Local libraries lent a hand in identifying the locations based on the images and captions.

“We were able to identify a couple of areas and streets by looking at our photos and maps,” said Rita Holtz, an assistant at the Alexandria Library’s Barrett Branch, where Ballato has done research.

“There are now houses all over this land, near Warrenton,” Ballato said, pointing at a pastoral landscape on one card. Another Warrenton scene shows the courthouse, which is still there but without the water pump and little bench it had around World War I.

“When something is no longer there, I go, ‘Why, why is it gone?'” she said, noting that the cannonballs outside the Culpeper courthouse
disappeared in the 1940s when the country was melting down metal for the war effort.

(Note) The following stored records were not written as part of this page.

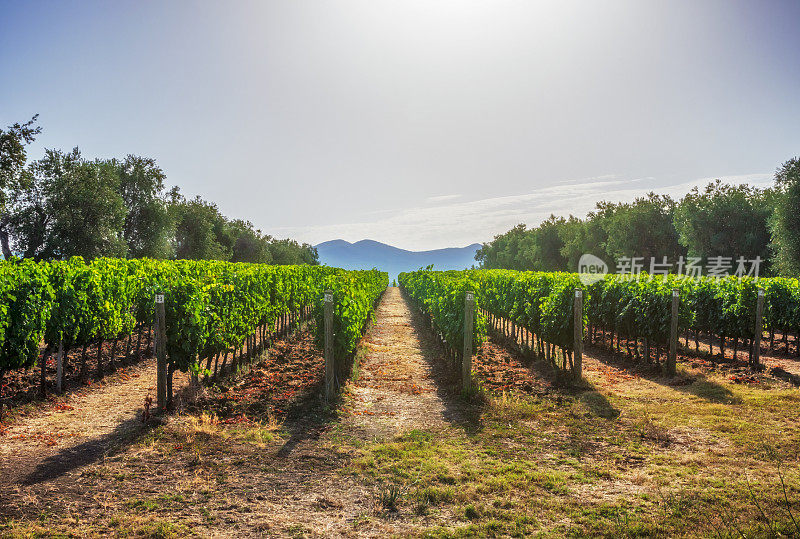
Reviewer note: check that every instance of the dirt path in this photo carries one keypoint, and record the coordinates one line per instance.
(395, 391)
(298, 480)
(58, 439)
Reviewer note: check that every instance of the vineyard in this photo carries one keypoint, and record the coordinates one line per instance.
(634, 312)
(458, 409)
(215, 311)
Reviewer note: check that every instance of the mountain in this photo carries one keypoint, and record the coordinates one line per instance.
(368, 254)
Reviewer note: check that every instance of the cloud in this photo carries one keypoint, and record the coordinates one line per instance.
(459, 223)
(441, 198)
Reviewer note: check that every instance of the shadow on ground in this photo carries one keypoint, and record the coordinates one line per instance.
(556, 381)
(696, 384)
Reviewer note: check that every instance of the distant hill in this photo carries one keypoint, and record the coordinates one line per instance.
(367, 254)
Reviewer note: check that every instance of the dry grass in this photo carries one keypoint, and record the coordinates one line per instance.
(632, 454)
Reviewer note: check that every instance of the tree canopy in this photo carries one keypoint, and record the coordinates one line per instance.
(64, 205)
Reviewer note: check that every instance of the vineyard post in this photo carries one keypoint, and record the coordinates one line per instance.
(757, 339)
(466, 363)
(577, 365)
(161, 355)
(673, 333)
(59, 366)
(329, 362)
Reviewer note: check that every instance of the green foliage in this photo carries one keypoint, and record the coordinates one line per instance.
(443, 296)
(633, 308)
(724, 220)
(26, 302)
(785, 222)
(210, 306)
(354, 296)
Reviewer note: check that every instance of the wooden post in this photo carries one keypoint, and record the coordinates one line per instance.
(577, 365)
(757, 337)
(466, 360)
(60, 366)
(161, 355)
(673, 333)
(330, 373)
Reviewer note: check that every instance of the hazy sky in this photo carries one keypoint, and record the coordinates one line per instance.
(423, 124)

Certain images were in vogue at certain times. The centennial of Lincoln’s birth in 1909 brought a rush of cards depicting log cabins. The Virginia state girl, holding a sheaf of tobacco leaves, had her moment soon afterward, and in the 1920s, a common postcard featured a messenger girl and the caption “Getting Shorter Every Day!” – a playful dig at the era’s rising hemlines.

“A lot of these cards were written by young men to young ladies back home,” Ballato said. “This was a polite way to say, ‘I’m thinking about
you,’ without it being a love letter. And I’m sure the ladies were thrilled to get the cards.”

Some cards tell of rituals lost to history – Court Day in Culpeper, for example, when a judge would ride around in a circuit, stopping at each town (hence the term “circuit court”). The cards show men and horses crowding into the street. Women would stay home, Ballato said. “The men came in to trade horses, to gamble, to drink, to raise hell, basically.”

“This is the real Virginia!” a traveler from Philadelphia wrote on one of them in 1909.

Some cards marked unusual occurrences, such as a giant snowdrift in Monterey, in 1940. Some are mysterious, such as the “Grave of the Female
Stranger” in Alexandria. According to the caption, an unknown couple checked into the Alexandria City Hotel in September 1816. The woman was “very ill” and soon died; “the husband selected this tomb, left the site, and was seen no more.”

A 1917 card from Orange marks another passing. Captioned, “Main Street Looking West,” it shows people in the street, standing around looking at a new motorcar. In the background, a horse and buggy recede into the distance.